This profile of Churchill’s legacy by Adam Gopnik raises some great arguments. As always, it’s best to read the whole thing, but here are the parts I particularly liked.
Of course, Churchill and Hitler were, in the most vital respects, opposites. Churchill was, as Lukacs insists, a patriot, imbued with a love of place and people, while Hitler was a nationalist, infuriated by a hatred of aliens and imaginary enemies. But Churchill knew where Hitler was insecure and where he was strong, and knew how to goad him, too…
There was a fine difference between Stalin and Satan, and Churchill grasped it. In Antony Beevor’s history of the Battle of Stalingrad, the brutality and waste of the Stalinist regime—prisoners left to die in the snow, political commissars ordering the execution of innocents, the dead of the great purges haunting the whole—is sickening. But the murderousness of the Nazi invaders—children killed en masse and buried in common graves—is satanic. It is the tragedy of modern existence that we have to make such distinctions. Yet that does not mean that such distinctions cannot be made, or that Churchill did not make them. His moral instincts were uncanny. In 1944, after the deportation of the Jews from Hungary, when the specifics of the extermination camps were still largely unknown, he wrote that the Nazis’ war on the Jews would turn out to be “probably the greatest and most horrible crime ever committed in the whole history of the world.”
I really like the distinction here between patriotism and fascism (I don’t agree with using the word “Nationalist” for Hitler there). Patriotism is a positive ideology – love of your country and culture – where fascism is negative – hatred of “aliens”, as Gopnik puts it.
The second paragraph there is very important, because it isn’t uncommon for people to try to equate things to the Holocaust that really were not on the same level, but it’s hard to criticise them because the things they describe were terrible. So remember, there is a difference between Stalin and Satan.
More importantly, I read Liam Getreu on a new Israeli academic boycott of Ariel University just after reading the following on Churchill:
“The word ‘appeasement’ is not popular, but appeasement has its place in all policy,” he said in 1950. “Make sure you put it in the right place. Appease the weak, defy the strong.” He argued that “appeasement from strength is magnanimous and noble and might be the surest and perhaps the only path to world peace.” And he remarked on the painful irony: “When nations or individuals get strong they are often truculent and bullying, but when they are weak they become better-mannered. But this is the reverse of what is healthy and wise.”
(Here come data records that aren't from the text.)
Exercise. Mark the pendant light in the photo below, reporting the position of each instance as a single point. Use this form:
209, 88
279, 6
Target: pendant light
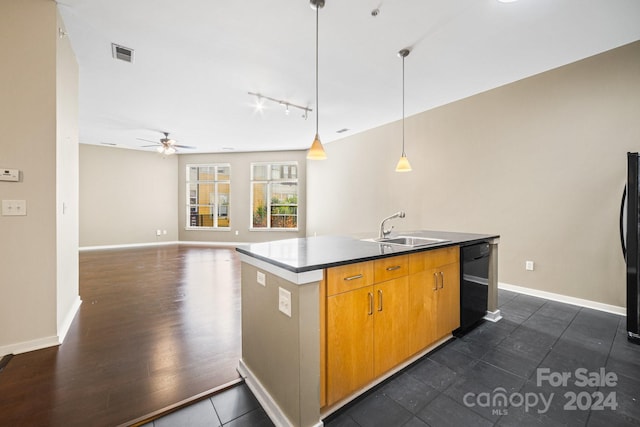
316, 152
403, 164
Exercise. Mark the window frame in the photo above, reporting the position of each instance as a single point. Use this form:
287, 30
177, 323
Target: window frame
269, 181
216, 191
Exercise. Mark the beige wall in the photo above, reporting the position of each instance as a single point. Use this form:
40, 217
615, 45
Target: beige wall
66, 182
126, 196
240, 201
38, 283
542, 162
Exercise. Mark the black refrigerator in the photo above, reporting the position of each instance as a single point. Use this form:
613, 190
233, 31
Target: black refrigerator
630, 237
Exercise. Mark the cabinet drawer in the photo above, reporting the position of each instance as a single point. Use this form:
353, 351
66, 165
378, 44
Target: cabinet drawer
427, 260
390, 268
349, 277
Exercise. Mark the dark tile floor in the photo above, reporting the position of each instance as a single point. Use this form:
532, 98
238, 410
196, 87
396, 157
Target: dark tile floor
520, 359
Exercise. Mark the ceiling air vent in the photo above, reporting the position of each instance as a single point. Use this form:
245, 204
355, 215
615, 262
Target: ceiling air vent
123, 53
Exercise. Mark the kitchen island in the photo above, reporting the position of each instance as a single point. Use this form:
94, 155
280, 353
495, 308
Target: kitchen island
326, 318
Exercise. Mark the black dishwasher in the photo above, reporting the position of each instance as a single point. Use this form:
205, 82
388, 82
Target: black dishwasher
474, 285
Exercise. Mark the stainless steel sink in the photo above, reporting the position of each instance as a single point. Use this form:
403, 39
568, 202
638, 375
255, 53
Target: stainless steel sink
409, 241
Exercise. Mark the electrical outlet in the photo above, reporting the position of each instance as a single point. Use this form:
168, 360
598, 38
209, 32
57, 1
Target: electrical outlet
284, 301
262, 279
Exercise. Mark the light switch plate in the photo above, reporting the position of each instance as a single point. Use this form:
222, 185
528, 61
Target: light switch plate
14, 207
261, 278
284, 301
9, 175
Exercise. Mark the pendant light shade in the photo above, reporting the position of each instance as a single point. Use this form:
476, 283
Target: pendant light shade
403, 164
316, 152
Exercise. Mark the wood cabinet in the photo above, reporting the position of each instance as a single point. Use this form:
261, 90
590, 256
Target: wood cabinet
434, 296
365, 323
379, 313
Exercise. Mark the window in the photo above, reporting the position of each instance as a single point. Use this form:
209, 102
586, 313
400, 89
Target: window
208, 196
274, 196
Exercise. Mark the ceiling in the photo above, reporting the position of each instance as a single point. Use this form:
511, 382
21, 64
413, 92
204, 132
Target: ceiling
196, 60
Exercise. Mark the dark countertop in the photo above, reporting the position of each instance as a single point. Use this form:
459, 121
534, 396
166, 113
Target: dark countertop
316, 253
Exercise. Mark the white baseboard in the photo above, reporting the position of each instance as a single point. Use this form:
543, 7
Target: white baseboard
493, 316
126, 246
175, 242
26, 346
68, 319
267, 402
622, 311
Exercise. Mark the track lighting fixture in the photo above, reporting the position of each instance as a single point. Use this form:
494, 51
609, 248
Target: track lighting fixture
260, 104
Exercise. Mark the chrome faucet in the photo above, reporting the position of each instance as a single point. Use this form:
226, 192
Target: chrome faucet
384, 233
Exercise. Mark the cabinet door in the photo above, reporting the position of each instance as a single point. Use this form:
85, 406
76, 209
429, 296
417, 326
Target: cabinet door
390, 324
448, 307
422, 308
349, 342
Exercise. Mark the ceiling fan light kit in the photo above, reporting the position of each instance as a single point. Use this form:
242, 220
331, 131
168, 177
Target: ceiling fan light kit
166, 146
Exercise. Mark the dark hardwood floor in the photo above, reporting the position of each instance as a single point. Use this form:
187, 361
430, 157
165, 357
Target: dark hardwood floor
156, 326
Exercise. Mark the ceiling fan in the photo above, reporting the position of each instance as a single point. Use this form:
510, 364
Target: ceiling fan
166, 145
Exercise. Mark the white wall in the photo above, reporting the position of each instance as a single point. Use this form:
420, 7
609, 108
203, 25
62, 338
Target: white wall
126, 196
36, 270
542, 162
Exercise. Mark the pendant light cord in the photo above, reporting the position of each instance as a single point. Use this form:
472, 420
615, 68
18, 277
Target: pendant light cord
403, 153
317, 102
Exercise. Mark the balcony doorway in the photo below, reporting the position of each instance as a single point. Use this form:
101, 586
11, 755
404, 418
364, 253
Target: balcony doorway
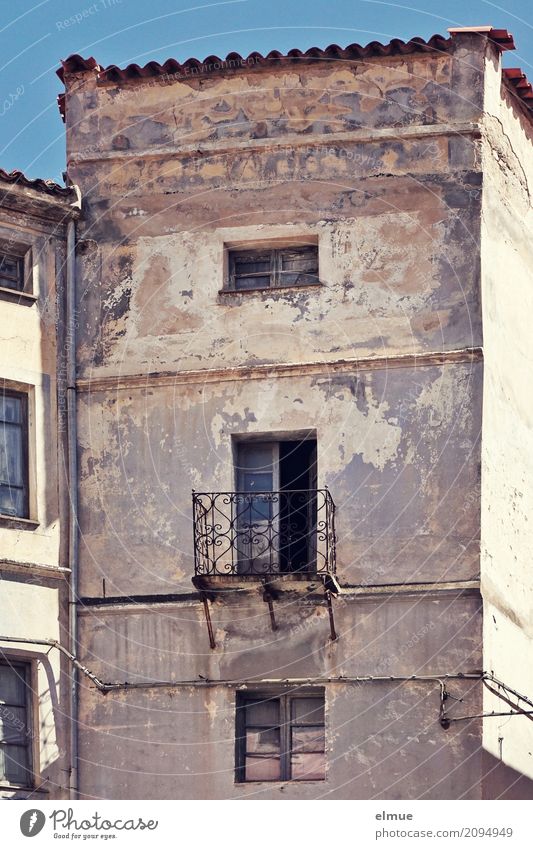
276, 485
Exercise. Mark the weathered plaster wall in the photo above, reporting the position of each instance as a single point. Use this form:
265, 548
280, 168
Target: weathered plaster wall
507, 471
33, 591
398, 449
396, 215
383, 740
383, 170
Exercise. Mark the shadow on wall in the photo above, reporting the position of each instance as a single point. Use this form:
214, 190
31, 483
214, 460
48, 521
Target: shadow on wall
503, 782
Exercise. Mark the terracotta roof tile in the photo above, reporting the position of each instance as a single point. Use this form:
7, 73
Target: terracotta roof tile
520, 84
76, 63
46, 186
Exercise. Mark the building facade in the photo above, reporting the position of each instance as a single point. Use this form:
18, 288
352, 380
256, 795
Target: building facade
301, 560
34, 677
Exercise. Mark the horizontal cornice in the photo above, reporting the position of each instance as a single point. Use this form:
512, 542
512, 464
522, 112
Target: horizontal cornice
278, 370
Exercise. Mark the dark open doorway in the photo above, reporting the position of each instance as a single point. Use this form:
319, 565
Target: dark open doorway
276, 500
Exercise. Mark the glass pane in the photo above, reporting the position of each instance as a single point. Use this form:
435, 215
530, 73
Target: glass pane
252, 265
10, 409
262, 769
14, 766
11, 454
252, 282
307, 711
11, 502
302, 260
262, 740
257, 481
13, 728
11, 272
12, 685
291, 278
308, 740
308, 767
265, 712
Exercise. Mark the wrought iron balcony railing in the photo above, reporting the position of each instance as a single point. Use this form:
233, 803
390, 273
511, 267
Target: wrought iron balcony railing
264, 533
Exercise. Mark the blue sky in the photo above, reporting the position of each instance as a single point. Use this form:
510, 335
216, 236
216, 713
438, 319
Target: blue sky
34, 36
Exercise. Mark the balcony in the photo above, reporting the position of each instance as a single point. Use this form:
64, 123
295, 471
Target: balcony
280, 539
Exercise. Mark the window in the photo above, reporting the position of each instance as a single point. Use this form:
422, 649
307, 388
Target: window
270, 268
15, 724
14, 454
276, 495
280, 737
12, 272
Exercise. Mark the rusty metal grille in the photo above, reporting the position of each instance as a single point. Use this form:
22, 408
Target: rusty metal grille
264, 533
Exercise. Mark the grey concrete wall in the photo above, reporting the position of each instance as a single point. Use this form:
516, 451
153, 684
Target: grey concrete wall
383, 170
506, 497
383, 739
398, 449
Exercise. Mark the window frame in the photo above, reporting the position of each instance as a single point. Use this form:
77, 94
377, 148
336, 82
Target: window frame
21, 253
23, 397
273, 253
286, 726
29, 672
17, 278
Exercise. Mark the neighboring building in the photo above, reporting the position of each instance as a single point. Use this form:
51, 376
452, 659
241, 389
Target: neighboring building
34, 679
290, 300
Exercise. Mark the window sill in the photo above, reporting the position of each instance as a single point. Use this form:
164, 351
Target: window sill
23, 788
271, 289
288, 783
17, 297
18, 523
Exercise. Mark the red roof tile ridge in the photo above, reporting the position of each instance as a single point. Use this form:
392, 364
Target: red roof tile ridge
47, 186
519, 83
77, 64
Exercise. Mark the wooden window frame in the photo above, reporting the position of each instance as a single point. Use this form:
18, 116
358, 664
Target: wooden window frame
286, 725
273, 277
29, 673
23, 398
24, 292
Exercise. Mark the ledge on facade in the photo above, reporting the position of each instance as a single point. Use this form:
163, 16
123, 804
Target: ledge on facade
302, 582
16, 297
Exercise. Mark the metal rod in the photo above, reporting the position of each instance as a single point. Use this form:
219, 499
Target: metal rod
297, 682
72, 480
488, 715
56, 645
209, 623
273, 622
333, 633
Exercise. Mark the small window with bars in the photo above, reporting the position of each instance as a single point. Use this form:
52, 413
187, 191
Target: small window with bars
16, 734
281, 737
271, 268
12, 272
14, 454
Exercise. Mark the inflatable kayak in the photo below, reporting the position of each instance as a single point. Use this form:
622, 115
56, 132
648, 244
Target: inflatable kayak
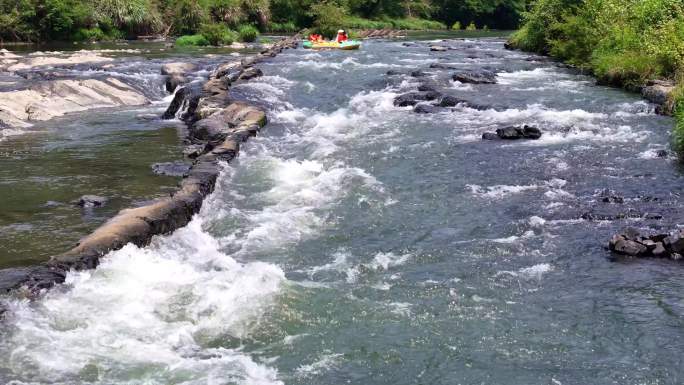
347, 45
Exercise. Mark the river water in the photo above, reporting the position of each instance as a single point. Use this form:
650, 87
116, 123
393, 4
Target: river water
355, 242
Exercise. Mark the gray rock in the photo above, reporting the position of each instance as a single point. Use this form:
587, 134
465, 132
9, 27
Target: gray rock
475, 77
450, 101
250, 73
171, 168
174, 81
88, 201
423, 108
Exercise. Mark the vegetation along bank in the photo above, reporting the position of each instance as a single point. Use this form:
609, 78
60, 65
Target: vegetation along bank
635, 44
204, 22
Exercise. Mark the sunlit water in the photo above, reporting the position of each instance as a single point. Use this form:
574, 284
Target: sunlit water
357, 242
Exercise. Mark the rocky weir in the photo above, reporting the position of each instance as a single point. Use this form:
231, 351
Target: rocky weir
217, 126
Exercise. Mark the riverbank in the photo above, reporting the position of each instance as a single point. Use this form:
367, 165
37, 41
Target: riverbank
217, 127
358, 240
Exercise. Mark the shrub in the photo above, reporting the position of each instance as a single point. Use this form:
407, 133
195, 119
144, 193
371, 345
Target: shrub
248, 33
89, 34
289, 27
217, 34
328, 18
192, 40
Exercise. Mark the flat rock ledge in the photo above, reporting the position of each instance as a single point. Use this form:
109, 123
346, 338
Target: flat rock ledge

This explains my problem with the Israeli initiative pretty well. Israelis are allowed to have a political problem with Ariel University, whether you agree with them or not. I’m not convinced at all that it was established solely to prevent Palestinians from ever controlling the West Bank, but its presence definitely has an impact on the whole settlement issue and if they don’t want to work with it on that basis, fair enough.
The problem is the lack of perspective on the wider issue of the BDS movement. The Israeli academics are making a noble gesture, but they aren’t understanding their opponents. The BDS movement’s goal is not to counteract the settlement intelligentsia and make a two-state-solution more viable, it is a one-state-solution movement. They want to make it less realistic to reach a peace deal between Israel and Palestine and rather focus on making it more and more difficult for Israel to exist as a state, with the goal of eventually overthrowing Israel and creating a Palestinian-majority state, with some kind of naive view that it would end-up like South Africa (which, by the way, is getting worse and worse as time goes on) and not like Lebanon, Yugoslavia, Afghanistan etc.
That’s why the Churchill quote applies. The Israeli academics are appeasing a movement that is gaining strength and acting “truculent and bullying”. The movement is not one that is happy to negotiate and find halfway ground – its rhetoric is all-or-nothing. When Israelis partially support anything in the BDS ideology, the BDS leaders tend to use it to justify themselves by saying “I’m agreeing with this Israeli, only extending it a little further” rather than moderating their views. However well-intentioned that Ariel U movement was, it was a bad move in my opinion.